While the tone from Québec has been restrained, the reaction nevertheless highlights persistent frustration about the division of fiscal responsibilities within the federation. Québec’s own analysis suggests that much of the funding announced simply reuses money already earmarked under previous frameworks. The province, along with other jurisdictions, had been calling for a more ambitious, longer-term federal plan to address major projects such as hospital modernization and public transit expansion.
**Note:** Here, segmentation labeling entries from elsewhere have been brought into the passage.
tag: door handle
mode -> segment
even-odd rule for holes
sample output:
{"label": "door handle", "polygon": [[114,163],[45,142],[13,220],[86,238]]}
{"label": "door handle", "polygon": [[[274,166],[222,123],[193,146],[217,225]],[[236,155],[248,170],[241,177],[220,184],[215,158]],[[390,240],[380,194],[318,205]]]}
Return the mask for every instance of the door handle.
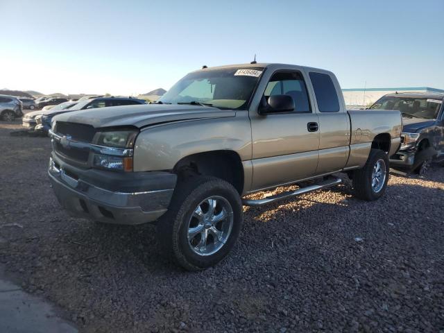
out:
{"label": "door handle", "polygon": [[319,129],[319,125],[318,125],[318,123],[308,123],[307,129],[309,132],[316,132]]}

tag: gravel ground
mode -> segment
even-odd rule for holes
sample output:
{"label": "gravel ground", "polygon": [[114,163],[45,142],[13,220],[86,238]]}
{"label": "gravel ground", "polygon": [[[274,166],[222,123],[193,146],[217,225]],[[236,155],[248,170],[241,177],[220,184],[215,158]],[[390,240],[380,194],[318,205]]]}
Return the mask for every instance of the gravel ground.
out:
{"label": "gravel ground", "polygon": [[19,128],[0,124],[0,262],[83,332],[443,332],[444,168],[392,176],[377,202],[346,180],[246,208],[230,255],[191,273],[161,258],[153,225],[69,217],[49,139]]}

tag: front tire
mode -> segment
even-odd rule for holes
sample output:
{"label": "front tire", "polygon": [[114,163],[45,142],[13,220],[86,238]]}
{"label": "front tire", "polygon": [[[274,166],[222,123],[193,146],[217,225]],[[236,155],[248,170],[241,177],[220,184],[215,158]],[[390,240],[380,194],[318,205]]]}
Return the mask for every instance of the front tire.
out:
{"label": "front tire", "polygon": [[371,149],[366,165],[353,172],[355,196],[373,201],[384,195],[389,175],[388,157],[379,149]]}
{"label": "front tire", "polygon": [[232,248],[241,231],[242,203],[233,186],[196,176],[178,183],[168,212],[157,222],[164,253],[187,271],[215,265]]}

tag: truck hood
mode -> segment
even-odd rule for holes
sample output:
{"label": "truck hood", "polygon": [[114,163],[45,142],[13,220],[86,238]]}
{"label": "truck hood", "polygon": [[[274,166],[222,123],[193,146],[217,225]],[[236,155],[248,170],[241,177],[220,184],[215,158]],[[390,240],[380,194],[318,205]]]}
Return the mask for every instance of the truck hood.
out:
{"label": "truck hood", "polygon": [[418,130],[435,124],[435,119],[428,119],[426,118],[408,118],[402,117],[402,132],[408,133],[415,133]]}
{"label": "truck hood", "polygon": [[55,121],[85,123],[96,128],[114,126],[135,126],[141,128],[160,123],[235,115],[235,111],[200,105],[145,104],[73,111],[59,114],[53,119]]}
{"label": "truck hood", "polygon": [[[40,116],[40,115],[49,115],[49,114],[56,114],[58,112],[58,111],[60,112],[63,112],[63,110],[58,110],[57,111],[53,111],[51,109],[49,110],[38,110],[37,111],[32,111],[31,112],[26,112],[26,114],[25,114],[25,118],[31,118],[31,119],[34,119],[37,116]],[[68,111],[67,110],[66,111]]]}

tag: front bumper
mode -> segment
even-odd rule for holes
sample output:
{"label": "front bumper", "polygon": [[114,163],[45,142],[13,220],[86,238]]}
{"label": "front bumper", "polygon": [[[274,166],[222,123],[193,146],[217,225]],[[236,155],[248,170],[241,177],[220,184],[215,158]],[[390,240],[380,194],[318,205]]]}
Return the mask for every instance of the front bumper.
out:
{"label": "front bumper", "polygon": [[[74,216],[103,223],[135,225],[155,221],[166,212],[174,190],[176,175],[146,172],[142,175],[144,181],[135,182],[142,179],[135,178],[134,174],[140,173],[123,176],[112,171],[94,171],[96,176],[101,172],[106,173],[103,179],[99,180],[103,185],[100,187],[92,184],[88,179],[87,173],[89,172],[90,176],[91,171],[78,172],[78,169],[70,168],[56,157],[53,157],[49,160],[48,170],[52,187],[60,205]],[[113,173],[116,175],[114,180]],[[83,179],[83,176],[87,181]],[[131,179],[126,181],[126,176]],[[117,190],[121,182],[123,189]],[[133,189],[126,186],[134,182],[149,185],[144,189],[139,185]],[[104,188],[106,184],[111,187]]]}
{"label": "front bumper", "polygon": [[36,124],[35,120],[29,118],[24,118],[22,121],[22,126],[30,130],[33,130]]}

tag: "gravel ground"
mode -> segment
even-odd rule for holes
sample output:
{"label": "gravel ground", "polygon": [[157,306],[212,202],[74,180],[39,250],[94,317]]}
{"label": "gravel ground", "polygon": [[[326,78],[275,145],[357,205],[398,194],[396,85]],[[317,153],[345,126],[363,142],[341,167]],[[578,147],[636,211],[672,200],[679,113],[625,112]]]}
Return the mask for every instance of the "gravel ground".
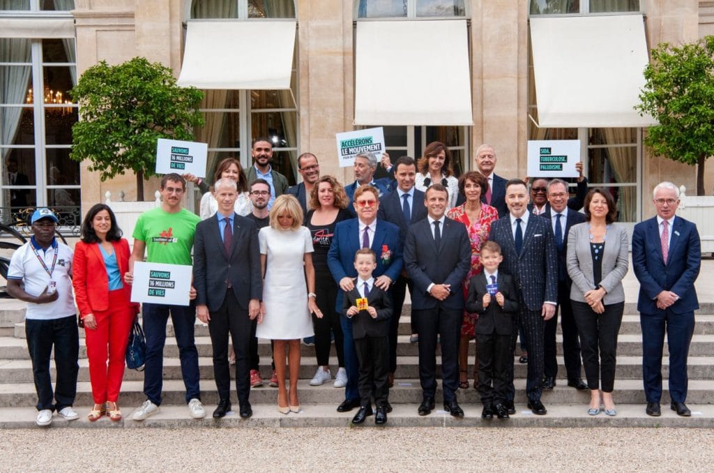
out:
{"label": "gravel ground", "polygon": [[704,472],[713,444],[705,429],[9,429],[0,470]]}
What is striking this time around is what Québec has opted not to criticize. For once, the government has not complained about the level of federal health and social transfers, an issue that traditionally dominates intergovernmental finance debates. Instead, the province appears willing to acknowledge that Ottawa’s positioning toward capital spending and operational restraint broadly mirrors its own approach. Québec’s leadership views this convergence as a positive signal, though it also underlines the limited influence that provinces have on the design of national programs that directly affect them.
Québec also missed an opportunity to press Ottawa more firmly on broader economic cooperation within Canada. The new federal budget offered an opening to advocate for the reduction of interprovincial trade barriers and greater harmonization of fiscal and regulatory measures across the 13 provinces and territories – objectives that remain central to improving competitiveness but were absent from Québec’s public response to the budget.
Elsewhere, political and social leaders in Québec reacted predictably: business groups welcomed elements promoting investment and innovation but warned about competitiveness gaps with the United States, while labour organizations criticized public service cuts and the lack of progressive tax measures.
Overall, Québec’s reaction to the Carney budget reflects a combination of both policy alignment and practical disappointment. In other words, the province supports the general economic direction but sees Ottawa’s commitments as insufficient to meet the scale of its infrastructure and competitiveness challenges.